A survey I read not long ago said that 14 % of the UK’s workforce are bullied at work and 21% aware of bullying going on at their workplace. It reminded me of a few encounters I have had with office bullies, and how I dealt with them.
My first encounter with an office bully happened when I was working as part of a sales team and this new guy joined as Director. From day one we didn’t really hit it off. We were similar ages and had similar number of years’ experience and, to put it bluntly, he clearly had it in for me.
How many appointments did I have? It was never enough. What were my sales figures looking like? They were looking fine, despite him telling me about his ‘gut instinct’ telling him that they wouldn’t be (the quarter in question they were actually 12% up year on year, so much for his big fat gut!). Every week was the same. His questions never satisfactorily answered by me, with relentless criticism and questions about my ability ensuing.
Come review time, he told me he was setting me some ‘key tasks’, the majority of which were totally unreasonable and unachievable. No matter, he set them anyway, and when I failed to meet them he gave me a verbal warning.
Life carried on like this for a few months. More warnings and a lot of misery until one day whilst on holiday I told my wife I really didn’t want to go back to work. He had made my life so miserable that when I returned from my break I resigned the same day, despite not having another job to go to. In the meantime he had been busy behind my back turning a few colleagues and friends against me, telling them that I had been talking about them. I hadn’t, but that was his modus operandi. In short, he had won.
Fast-forward a few years and a chance conversation with a friend I hadn’t heard from for a while. She told me what she had been up to work wise and said that she was currently out of a job because ‘the last bloke I worked for was an absolute bastard’. She then described why her working life had become such a misery and, as she told me, I had a horrible sense of déjà vu.
I didn’t even have to ask her the man’s name. It was a different workplace, but the very same guy who had also forced me out of my job a few years earlier. Talk about coincidence!
From that day on, I vowed never to give in to office bullying.
Fortunately I have only come across two since and neither worked directly with me.

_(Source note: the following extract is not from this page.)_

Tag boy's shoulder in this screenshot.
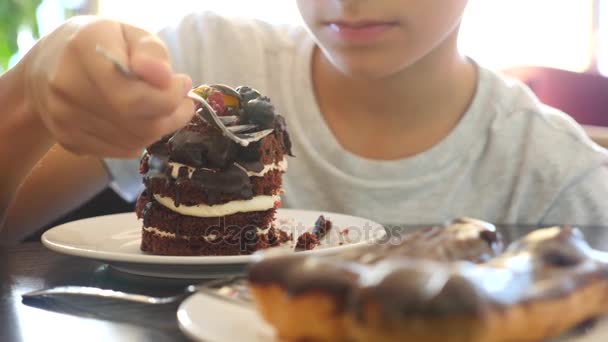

Both were recruiters and both were clients.
One used to phone up and tell me exactly what he wanted. He didn’t ask for professional advice, he just told me what was what. If I tried to constructively question his demands or offer a constructive opinion he would say “I don’t want your opinion, I just want you to do it!’ I ended up asking him why he bothered using the services of an advertising agency. He’s still around today, no doubt as brash and unpleasant as ever.
The other instance was a recruiter who seemed to rule his office with a rod of iron. Whenever I went to see his company, the staff seemed to live in fear of this man. “Oh, David (not his real name) won’t like that” or “Oh don’t mention anything to David”. The man was seemingly a tyrant!
Anyway, tyrannical ‘Dave’ phoned me up one Thursday and barked that he wanted me down in the West Country (location changed, but it was a proper trek) for an 8am meeting on Monday. I apologised and said my diary was already full that day and could we make it another day? Dave then offered me Tuesday at the same time.
I gave it a moment’s thought and said to him “Eight? That means I’ll have to get up at about four in the morning to make that time”. “I know” Dave said. “Life’s a bitch isn’t it?” to which I replied “Life may be a bitch David, but I don’t get out of bed for anyone at 4am”. The line went quiet before a slightly flustered Dave retorted almost apologetically “Uh. Oh. Well, er, maybe, er, could you do 10.30?” I expect he took it out on a few of his staff later that day. After all, these kind of people tend to be serial.
The moral of the story is, you will, even if only once in your career, at some stage meet a bully in the workplace. My advice? Stand up to them, before they turn your life into a misery. After all, they’re just unloved puppies really, but puppy or not, they really shouldn’t be getting away with it in this day and age.